A working implementation in Java :

```
public Node merge_sort(Node head) {
if(head == null || head.next == null) { return head; }
Node middle = getMiddle(head); //get the middle of the list
Node sHalf = middle.next; middle.next = null; //split the list into two halfs
return merge(merge_sort(head),merge_sort(sHalf)); /recurse on that
}
public Node merge(Node a, Node b) {
Node dummyHead, curr; dummyHead = new Node(); curr = dummyHead;
while(a !=null && b!= null) {
if(a.info <= b.info) { curr.next = a; a = a.next; }
else { curr.next = b; b = b.next; }
curr = curr.next;
}
curr.next = (a == null) ? b : a;
return dummyHead.next;
}
public Node getMiddle(Node head) {
if(head == null) { return head; }
Node slow, fast; slow = fast = head;
while(fast.next != null && fast.next.next != null) {
slow = slow.next; fast = fast.next.next;
}
return slow;
}
```

```
```

Sahilsays:Great help…its work perfectly.

Jasonsays:It seems that you just return the node but where is the linked list?

alexsays:it seems getMiddle function exposes tricky behaviour, as I see it, it will return pointer to head for lists having two items, it means middle not fetched if you change behaviour of getMiddle function, the function merge_sort have to be also amended, but considering the fact that you might mean that getMiddle is not public and is strictly private, the code works

Sid Balasays:The reason why it might seem that the algorithms using O(1) space are complicated is because they are sorting on arrays – which will require O(n) space for a naive merge.

However, your solution still uses O(Log n) space, albeit implicitly, hidden within the stack.
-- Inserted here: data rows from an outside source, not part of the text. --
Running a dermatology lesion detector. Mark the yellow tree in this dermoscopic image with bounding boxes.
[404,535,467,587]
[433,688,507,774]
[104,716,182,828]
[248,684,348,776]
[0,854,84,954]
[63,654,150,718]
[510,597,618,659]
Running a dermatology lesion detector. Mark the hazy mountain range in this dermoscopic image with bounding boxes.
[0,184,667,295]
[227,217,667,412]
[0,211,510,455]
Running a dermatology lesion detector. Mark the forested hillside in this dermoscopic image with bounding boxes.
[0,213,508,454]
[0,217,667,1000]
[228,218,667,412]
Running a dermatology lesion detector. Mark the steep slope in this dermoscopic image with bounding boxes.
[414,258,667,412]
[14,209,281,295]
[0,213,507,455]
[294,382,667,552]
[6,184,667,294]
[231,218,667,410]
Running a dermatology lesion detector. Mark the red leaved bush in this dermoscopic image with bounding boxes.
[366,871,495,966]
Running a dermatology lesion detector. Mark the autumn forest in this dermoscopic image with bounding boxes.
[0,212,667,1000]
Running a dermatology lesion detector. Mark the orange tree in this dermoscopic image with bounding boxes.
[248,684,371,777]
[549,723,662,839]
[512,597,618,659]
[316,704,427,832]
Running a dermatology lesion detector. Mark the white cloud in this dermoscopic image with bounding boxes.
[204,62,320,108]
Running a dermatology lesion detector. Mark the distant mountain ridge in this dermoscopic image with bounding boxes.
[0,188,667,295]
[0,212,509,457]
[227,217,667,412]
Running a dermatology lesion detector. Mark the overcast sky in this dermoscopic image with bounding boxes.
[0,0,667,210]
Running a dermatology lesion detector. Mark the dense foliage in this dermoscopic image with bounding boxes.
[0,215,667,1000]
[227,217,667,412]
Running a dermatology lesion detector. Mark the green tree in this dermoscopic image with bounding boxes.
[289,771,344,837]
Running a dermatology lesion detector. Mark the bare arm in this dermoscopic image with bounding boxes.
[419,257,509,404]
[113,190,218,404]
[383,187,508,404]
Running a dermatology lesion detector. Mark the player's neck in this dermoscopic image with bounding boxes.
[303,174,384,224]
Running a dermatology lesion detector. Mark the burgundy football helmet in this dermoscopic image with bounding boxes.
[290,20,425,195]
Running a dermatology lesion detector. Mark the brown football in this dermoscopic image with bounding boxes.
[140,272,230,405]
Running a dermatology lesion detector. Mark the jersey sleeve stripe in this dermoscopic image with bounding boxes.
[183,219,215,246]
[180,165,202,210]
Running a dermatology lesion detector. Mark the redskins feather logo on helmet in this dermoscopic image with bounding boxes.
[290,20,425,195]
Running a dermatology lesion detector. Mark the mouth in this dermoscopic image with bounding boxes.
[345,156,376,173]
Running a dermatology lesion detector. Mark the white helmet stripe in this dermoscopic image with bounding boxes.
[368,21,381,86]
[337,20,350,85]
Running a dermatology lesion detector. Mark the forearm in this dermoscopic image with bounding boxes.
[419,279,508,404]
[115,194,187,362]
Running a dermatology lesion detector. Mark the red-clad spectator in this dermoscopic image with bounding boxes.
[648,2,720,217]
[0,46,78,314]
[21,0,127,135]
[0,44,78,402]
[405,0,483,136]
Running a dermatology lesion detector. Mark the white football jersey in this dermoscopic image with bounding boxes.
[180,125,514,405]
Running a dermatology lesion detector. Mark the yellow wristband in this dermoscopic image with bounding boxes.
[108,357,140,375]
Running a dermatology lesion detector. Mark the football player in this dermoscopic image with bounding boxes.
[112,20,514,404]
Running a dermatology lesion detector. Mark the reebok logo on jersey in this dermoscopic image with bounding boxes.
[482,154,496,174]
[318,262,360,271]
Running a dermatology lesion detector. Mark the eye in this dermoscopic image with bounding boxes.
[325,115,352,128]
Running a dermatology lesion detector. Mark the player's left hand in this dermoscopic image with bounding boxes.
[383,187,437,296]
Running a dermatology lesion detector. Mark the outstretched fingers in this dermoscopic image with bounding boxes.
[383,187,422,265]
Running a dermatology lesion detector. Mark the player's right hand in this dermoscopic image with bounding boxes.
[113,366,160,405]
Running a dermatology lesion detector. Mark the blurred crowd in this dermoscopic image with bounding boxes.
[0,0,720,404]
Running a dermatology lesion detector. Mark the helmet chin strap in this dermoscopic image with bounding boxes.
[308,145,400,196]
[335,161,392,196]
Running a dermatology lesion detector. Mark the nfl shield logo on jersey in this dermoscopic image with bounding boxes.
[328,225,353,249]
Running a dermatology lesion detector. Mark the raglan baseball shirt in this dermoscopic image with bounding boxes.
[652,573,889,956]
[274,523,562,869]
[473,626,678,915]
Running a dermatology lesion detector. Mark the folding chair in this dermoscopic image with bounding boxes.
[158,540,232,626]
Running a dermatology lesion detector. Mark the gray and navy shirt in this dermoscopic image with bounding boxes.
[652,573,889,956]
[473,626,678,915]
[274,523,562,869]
A true O(1) space complexity algorithm would have implement merge sort purely using iteration. Your recursive solution will have a call depth of Log n. Hence it uses log n space.

A better O(1) is also equally simple. What you would have to do here is to successively merge lists of size K, where K starts at 1 and doubles every iteration.

Guestsays:sorry i didn’t understand

why

middle.next = null

after

Node sHalf = middle.next

why is it set to null ?

adinutzycsays:Ok (might be too late but), say the list is L=1->2->3->4->5 to split into lists A=1->2->3 and B=4->5.

After calling splitList, we have middle=3 and middle.next=4. We want list B to start at 4, so sHalf=middle.next. We also want list A to end after the middle, so middle.next=null. Note that you have to use this order, not the other way around, cause in that case you’ll start list B at null.